La Mtra. Elsa Patricia Mata Araiza, Licenciada en Restauración de Bienes Muebles por la UAQ y Maestra en Administración Estratégica por el Centro de Estudios Superiores del Bajío Campus Querétaro, explicó que este espacio recibe transferencias secundarias, es decir, documentos que por su relevancia deben conservarse de manera permanente. Antes de integrarse al acervo, los materiales pasan por distintos procesos de conservación, restauración y digitalización que permiten garantizar su preservación y consulta.

“Los documentos que requieren tratamiento pasan primero por el Laboratorio de Restauración, donde se realizan procesos de desinfección, fumigación o hidratación. Posteriormente se elaboran guardas con materiales libres de ácido y se digitalizan para facilitar su consulta”, detalló la especialista.

Además de la conservación física, el Archivo Histórico desarrolla un sistema de organización e inventariado que permite localizar rápidamente cada documento. Estos registros incluyen datos como fechas, clasificación y ubicación específica dentro del acervo, lo que facilita tanto la consulta académica como la investigación histórica.

Actualmente, el Archivo Histórico resguarda cerca de 2 mil 886 documentos provenientes de distintas áreas universitarias, entre ellas la Secretaría Académica de la Facultad de Filosofía, la Coordinación de Informatización y la Coordinación de Oficialía de Partes. También conserva colecciones particulares relacionadas con agrupaciones representativas de la universidad, como la Estudiantina de la UAQ y la Compañía Folclórica.

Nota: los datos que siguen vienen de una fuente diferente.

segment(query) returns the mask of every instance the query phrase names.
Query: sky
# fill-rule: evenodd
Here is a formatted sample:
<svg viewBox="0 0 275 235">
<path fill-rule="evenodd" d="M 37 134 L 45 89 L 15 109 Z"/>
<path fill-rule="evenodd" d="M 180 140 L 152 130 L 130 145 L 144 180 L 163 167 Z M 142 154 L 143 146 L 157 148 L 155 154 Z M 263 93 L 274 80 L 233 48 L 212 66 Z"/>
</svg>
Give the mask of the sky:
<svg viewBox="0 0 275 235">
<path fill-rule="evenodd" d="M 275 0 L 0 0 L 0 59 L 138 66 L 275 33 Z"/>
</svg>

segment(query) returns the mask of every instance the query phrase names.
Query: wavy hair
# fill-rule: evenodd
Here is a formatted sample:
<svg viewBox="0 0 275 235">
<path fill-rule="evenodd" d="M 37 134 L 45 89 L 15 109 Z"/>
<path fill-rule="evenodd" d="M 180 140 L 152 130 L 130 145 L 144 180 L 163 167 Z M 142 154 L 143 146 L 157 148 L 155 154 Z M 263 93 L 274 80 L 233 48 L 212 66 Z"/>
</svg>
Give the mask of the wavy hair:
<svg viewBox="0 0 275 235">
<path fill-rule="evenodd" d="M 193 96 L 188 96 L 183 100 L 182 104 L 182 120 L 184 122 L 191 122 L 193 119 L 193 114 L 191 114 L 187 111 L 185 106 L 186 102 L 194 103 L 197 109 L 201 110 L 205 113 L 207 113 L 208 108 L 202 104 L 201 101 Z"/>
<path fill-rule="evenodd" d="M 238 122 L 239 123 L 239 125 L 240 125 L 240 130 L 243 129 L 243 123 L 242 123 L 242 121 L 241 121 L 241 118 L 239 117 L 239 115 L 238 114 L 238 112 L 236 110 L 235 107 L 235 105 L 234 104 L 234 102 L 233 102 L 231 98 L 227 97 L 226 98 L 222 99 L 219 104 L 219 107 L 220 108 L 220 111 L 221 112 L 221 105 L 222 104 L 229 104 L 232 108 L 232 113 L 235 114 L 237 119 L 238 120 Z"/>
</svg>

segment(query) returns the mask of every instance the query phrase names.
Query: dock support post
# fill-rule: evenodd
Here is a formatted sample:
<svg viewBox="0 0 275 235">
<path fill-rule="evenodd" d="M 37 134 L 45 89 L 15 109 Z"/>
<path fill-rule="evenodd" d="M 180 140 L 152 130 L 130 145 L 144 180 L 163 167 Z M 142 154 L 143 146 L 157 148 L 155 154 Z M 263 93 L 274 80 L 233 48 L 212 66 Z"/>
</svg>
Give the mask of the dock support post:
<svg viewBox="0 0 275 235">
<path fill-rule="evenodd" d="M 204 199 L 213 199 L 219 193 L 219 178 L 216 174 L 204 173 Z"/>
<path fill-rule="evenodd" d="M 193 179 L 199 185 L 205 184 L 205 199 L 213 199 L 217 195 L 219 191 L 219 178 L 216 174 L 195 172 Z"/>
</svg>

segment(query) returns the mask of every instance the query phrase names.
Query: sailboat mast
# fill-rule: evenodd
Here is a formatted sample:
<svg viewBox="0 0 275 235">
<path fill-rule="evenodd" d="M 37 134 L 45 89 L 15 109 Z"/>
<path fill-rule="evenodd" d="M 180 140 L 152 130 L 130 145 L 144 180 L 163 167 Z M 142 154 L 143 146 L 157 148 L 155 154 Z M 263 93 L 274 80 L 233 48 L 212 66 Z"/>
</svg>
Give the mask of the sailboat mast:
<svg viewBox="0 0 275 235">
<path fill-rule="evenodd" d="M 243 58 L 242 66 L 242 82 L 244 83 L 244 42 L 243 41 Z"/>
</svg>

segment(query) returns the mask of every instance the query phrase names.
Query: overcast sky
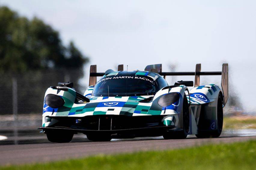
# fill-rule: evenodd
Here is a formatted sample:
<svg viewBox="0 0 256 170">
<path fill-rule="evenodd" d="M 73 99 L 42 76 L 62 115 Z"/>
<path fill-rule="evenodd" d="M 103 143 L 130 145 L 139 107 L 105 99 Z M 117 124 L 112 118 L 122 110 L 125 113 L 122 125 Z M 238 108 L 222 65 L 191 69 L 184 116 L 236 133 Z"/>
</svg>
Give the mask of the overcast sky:
<svg viewBox="0 0 256 170">
<path fill-rule="evenodd" d="M 118 64 L 131 71 L 162 63 L 164 72 L 170 63 L 194 71 L 201 63 L 202 71 L 217 71 L 227 63 L 230 86 L 246 110 L 256 110 L 256 1 L 0 0 L 3 5 L 42 19 L 64 44 L 73 40 L 90 58 L 87 71 L 90 64 L 104 72 Z M 220 76 L 205 78 L 201 82 L 220 83 Z"/>
</svg>

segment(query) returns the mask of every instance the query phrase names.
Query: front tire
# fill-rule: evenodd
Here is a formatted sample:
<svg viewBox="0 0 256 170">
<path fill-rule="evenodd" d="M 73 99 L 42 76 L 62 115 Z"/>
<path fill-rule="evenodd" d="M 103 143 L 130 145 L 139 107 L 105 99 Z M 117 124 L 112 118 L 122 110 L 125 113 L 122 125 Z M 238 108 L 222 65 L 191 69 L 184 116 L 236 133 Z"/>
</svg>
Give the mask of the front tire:
<svg viewBox="0 0 256 170">
<path fill-rule="evenodd" d="M 222 95 L 219 94 L 217 101 L 217 129 L 214 130 L 201 131 L 199 130 L 196 136 L 198 138 L 217 137 L 220 136 L 222 130 L 223 123 L 223 111 L 222 107 Z"/>
<path fill-rule="evenodd" d="M 69 142 L 73 138 L 74 133 L 59 131 L 51 131 L 46 133 L 48 140 L 50 142 L 56 143 Z"/>
<path fill-rule="evenodd" d="M 182 130 L 166 132 L 163 135 L 165 139 L 181 139 L 187 138 L 189 131 L 189 111 L 186 94 L 184 93 L 182 107 Z"/>
</svg>

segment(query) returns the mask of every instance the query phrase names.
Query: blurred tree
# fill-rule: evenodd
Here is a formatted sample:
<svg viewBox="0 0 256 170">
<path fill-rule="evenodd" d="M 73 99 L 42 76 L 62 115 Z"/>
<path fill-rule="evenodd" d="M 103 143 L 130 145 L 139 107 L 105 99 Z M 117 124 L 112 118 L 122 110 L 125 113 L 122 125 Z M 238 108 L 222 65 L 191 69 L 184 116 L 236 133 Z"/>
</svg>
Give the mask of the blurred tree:
<svg viewBox="0 0 256 170">
<path fill-rule="evenodd" d="M 0 7 L 0 72 L 79 69 L 88 60 L 73 42 L 65 47 L 58 32 L 42 20 Z"/>
</svg>

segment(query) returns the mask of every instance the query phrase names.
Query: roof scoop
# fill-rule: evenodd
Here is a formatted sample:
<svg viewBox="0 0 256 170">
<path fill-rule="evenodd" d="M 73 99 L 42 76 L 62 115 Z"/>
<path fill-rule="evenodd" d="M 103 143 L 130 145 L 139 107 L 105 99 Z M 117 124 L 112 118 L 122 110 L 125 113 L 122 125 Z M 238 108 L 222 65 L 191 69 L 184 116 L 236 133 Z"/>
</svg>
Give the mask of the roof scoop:
<svg viewBox="0 0 256 170">
<path fill-rule="evenodd" d="M 111 69 L 108 69 L 108 70 L 105 72 L 105 75 L 107 75 L 110 73 L 112 73 L 114 72 L 115 72 L 115 71 L 113 70 L 112 70 Z"/>
</svg>

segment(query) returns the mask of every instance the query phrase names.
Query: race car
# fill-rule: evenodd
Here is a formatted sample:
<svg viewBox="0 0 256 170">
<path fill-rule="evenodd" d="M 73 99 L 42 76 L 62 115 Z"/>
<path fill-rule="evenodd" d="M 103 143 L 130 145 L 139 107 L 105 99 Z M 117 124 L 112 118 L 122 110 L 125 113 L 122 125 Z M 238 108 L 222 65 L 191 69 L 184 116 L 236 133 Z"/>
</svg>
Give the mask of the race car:
<svg viewBox="0 0 256 170">
<path fill-rule="evenodd" d="M 144 71 L 109 69 L 97 73 L 91 66 L 89 86 L 83 95 L 73 83 L 59 83 L 46 90 L 42 126 L 52 142 L 71 141 L 82 133 L 93 141 L 163 136 L 166 139 L 218 137 L 222 130 L 223 108 L 228 98 L 228 64 L 222 72 L 163 72 L 162 64 Z M 193 75 L 193 81 L 168 84 L 167 76 Z M 201 75 L 221 75 L 222 88 L 200 85 Z M 96 81 L 97 77 L 102 77 Z M 190 90 L 188 87 L 194 86 Z"/>
</svg>

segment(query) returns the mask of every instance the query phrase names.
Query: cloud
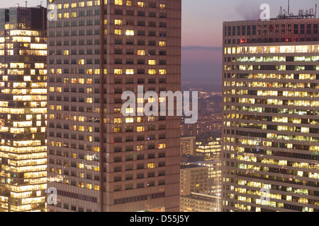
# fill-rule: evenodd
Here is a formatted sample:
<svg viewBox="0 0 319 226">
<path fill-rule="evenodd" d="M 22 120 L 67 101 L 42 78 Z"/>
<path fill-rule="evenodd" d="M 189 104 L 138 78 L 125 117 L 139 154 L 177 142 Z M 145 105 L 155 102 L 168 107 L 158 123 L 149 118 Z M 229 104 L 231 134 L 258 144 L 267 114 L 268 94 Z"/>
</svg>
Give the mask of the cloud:
<svg viewBox="0 0 319 226">
<path fill-rule="evenodd" d="M 200 46 L 186 46 L 181 47 L 182 51 L 198 51 L 198 50 L 206 50 L 206 51 L 218 51 L 221 52 L 223 50 L 222 47 L 200 47 Z"/>
<path fill-rule="evenodd" d="M 245 20 L 258 20 L 260 18 L 260 6 L 255 1 L 240 1 L 235 6 L 236 13 Z"/>
</svg>

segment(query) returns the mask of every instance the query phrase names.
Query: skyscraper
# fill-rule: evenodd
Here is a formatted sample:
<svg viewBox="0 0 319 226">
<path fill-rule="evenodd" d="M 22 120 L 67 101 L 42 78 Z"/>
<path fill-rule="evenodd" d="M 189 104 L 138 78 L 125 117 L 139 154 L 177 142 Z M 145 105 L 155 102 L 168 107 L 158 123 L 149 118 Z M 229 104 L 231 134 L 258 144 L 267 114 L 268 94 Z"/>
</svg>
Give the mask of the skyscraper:
<svg viewBox="0 0 319 226">
<path fill-rule="evenodd" d="M 46 210 L 46 18 L 0 9 L 0 212 Z"/>
<path fill-rule="evenodd" d="M 49 210 L 179 211 L 180 117 L 121 95 L 180 90 L 181 1 L 47 3 Z"/>
<path fill-rule="evenodd" d="M 319 211 L 318 19 L 223 24 L 223 211 Z"/>
</svg>

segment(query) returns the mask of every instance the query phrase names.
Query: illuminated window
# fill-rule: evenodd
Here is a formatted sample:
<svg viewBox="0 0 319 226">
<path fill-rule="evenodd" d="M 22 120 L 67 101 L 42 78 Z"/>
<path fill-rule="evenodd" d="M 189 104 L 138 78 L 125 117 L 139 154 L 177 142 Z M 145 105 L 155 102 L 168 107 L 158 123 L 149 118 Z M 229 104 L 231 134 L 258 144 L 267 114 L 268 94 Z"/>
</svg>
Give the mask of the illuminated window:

La digitalización de documentos también ha permitido fortalecer los procesos de preservación y acceso a la información. Cada archivo escaneado es incorporado a un servidor institucional donde se le asignan metadatos especializados que facilitan su identificación y consulta en formato digital. Esto no solo reduce la manipulación directa de los documentos originales, sino que amplía las posibilidades de investigación para estudiantes, docentes y público interesado.

Asimismo, la responsable del Archivo Histórico destacó que las condiciones ambientales y los materiales utilizados en el resguardo son fundamentales para prolongar la vida útil de los documentos. El uso de guardas libres de ácido, así como medidas específicas de higiene y manejo, forman parte de los protocolos que buscan evitar el deterioro ocasionado por humedad, contaminación o manipulación inadecuada.

La responsable del Archivo Histórico señaló que uno de los principales retos ha sido generar conciencia sobre el valor de los documentos históricos, ya que en ocasiones algunos materiales son desechados o permanecen resguardados en oficinas sin posibilidad de consulta pública. Por ello, se han impulsado campañas de difusión y sensibilización dirigidas a las distintas dependencias universitarias.

Quienes deseen consultar el acervo pueden acercarse directamente al Archivo Histórico y solicitar una cita previa. Como parte de las medidas de protección para los documentos y las personas usuarias, se solicita el uso de cubrebocas, guantes y, en algunos casos, bata, especialmente cuando se trata de materiales antiguos o delicados.

Finalmente, la Mtra. Mata Araiza invitó a la comunidad universitaria y al público en general a conocer este espacio y acercarse a la riqueza documental que resguarda la universidad. “Queremos que sepan que estamos aquí, que conozcan las instalaciones y las condiciones óptimas en las que se conservan los documentos históricos”, concluyó.